ReflxLab · ISO 400 B&W negative

ReflxLab BW 400

B&W negative ISO 400 In production fomapan-respool · budget · DX-coded

Reflx Lab BW 400 is repackaged Fomapan 400 in their own canister, DX-coded for cameras that need it. The base emulsion comes out of the Foma Bohemia plant in Hradec Kralove. Foma has been coating film there since the 1920s, and the current Fomapan 400 has been in production essentially unchanged since the mid-1990s.

The respooling matters for one reason: price. Buying Foma directly from European distributors is cheaper if you live in Europe. For shooters in China and across Asia, going through Reflx Lab is often the more economical path, and you get DX coding that the original Foma packaging skips. The film inside the canister is the same Foma 400 you would buy under the Czech label.
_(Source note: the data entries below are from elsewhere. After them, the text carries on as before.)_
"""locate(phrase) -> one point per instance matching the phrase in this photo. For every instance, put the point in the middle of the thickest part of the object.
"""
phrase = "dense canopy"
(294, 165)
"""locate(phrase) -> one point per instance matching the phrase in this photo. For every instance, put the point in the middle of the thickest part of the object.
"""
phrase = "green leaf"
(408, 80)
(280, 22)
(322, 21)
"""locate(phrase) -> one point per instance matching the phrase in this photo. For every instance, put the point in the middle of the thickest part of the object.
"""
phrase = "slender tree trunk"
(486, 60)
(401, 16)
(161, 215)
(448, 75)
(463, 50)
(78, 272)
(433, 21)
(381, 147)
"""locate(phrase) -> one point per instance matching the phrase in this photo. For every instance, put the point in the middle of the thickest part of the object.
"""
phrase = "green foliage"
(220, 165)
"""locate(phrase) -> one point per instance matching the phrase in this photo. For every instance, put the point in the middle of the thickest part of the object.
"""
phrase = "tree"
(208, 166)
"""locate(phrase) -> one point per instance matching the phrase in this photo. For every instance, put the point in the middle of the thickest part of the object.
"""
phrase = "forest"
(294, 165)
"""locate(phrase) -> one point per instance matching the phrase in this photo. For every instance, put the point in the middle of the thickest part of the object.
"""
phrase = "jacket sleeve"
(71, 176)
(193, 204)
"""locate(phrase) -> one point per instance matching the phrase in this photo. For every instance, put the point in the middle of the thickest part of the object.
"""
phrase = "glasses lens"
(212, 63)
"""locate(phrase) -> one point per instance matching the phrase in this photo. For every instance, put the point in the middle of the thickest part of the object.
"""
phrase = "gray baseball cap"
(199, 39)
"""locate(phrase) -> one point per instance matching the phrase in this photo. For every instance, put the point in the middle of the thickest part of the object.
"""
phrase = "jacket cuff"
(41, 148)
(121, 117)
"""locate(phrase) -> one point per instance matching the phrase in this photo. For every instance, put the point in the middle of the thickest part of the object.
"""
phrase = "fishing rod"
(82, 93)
The character is what Fomapan 400 has always been. Grain is large and structured in a way that reads as old-school documentary. The true speed sits closer to ISO 200 than 400, so most experienced Foma shooters rate it at 250 or 200 and develop normally. Pushing to 800 in Microphen or Xtol works but the grain becomes the whole image. D-76 stock at 8:30, or 1:1 at 15 minutes, gives the cleanest mid-tones. HC-110 dilution B at 7 minutes pulls in the same direction.

Compared with HP5+ the latitude is narrower by roughly a stop on the underexposure side, and the highlight roll-off is less graceful. Compared with Kentmere 400 the look is grittier and the shadow detail is slightly better at box speed. Tri-X beats it on every technical metric but costs three times as much.
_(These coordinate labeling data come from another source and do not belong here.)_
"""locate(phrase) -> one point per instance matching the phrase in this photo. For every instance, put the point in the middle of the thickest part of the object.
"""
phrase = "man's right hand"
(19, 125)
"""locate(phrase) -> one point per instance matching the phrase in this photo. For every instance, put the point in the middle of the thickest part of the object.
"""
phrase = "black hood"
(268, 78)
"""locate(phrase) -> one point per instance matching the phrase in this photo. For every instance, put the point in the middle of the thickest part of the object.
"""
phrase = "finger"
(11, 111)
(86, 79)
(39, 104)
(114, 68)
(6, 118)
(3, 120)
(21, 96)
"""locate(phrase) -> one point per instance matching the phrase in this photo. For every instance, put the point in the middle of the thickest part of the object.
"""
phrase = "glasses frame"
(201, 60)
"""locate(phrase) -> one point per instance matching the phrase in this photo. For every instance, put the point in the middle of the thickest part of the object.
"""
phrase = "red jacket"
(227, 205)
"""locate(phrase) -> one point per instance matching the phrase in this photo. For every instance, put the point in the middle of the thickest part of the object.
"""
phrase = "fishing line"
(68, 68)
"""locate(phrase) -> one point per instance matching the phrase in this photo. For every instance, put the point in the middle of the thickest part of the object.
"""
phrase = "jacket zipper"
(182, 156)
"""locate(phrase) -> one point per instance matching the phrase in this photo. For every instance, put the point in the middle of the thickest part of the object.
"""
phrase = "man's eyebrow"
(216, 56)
It comes in 35mm 36-exposure rolls. The same Fomapan 400 base is also sold by Foma in 120 and sheet sizes, but Reflx Lab only carries the 35mm version under their badge.
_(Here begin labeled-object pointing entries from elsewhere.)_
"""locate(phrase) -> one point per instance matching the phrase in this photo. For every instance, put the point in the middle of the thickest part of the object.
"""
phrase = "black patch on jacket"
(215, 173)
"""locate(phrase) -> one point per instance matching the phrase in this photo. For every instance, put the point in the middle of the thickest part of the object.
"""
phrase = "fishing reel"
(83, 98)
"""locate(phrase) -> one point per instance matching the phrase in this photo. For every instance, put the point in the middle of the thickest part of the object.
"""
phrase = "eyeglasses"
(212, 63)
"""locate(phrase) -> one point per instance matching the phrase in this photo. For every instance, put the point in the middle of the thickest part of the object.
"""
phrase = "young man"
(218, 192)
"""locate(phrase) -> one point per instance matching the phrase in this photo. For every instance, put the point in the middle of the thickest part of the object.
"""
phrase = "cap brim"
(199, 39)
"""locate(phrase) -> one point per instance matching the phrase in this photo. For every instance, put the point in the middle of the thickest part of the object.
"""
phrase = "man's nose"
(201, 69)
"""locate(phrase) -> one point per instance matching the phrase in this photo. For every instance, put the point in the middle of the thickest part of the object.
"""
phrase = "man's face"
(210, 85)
Reciprocity exponent is 1.31. Zone Light Meter applies the correction past one second. A metered 30-second exposure stretches to about 90 seconds at the negative. For interior work where you are already metering long exposures at small apertures, the correction comes up routinely.

How the app handles this stock

  • Box speed: ISO 400. Picker exposes pull/push chips so you can shoot it at any speed you want and the meter follows.
  • Reciprocity: Above one second the app raises metered time to the power of 1.31.
  • Expired film: if you load an old roll, set the expiry year and storage in the app and the ISO scales for you. B&W negative decay rates are baked in.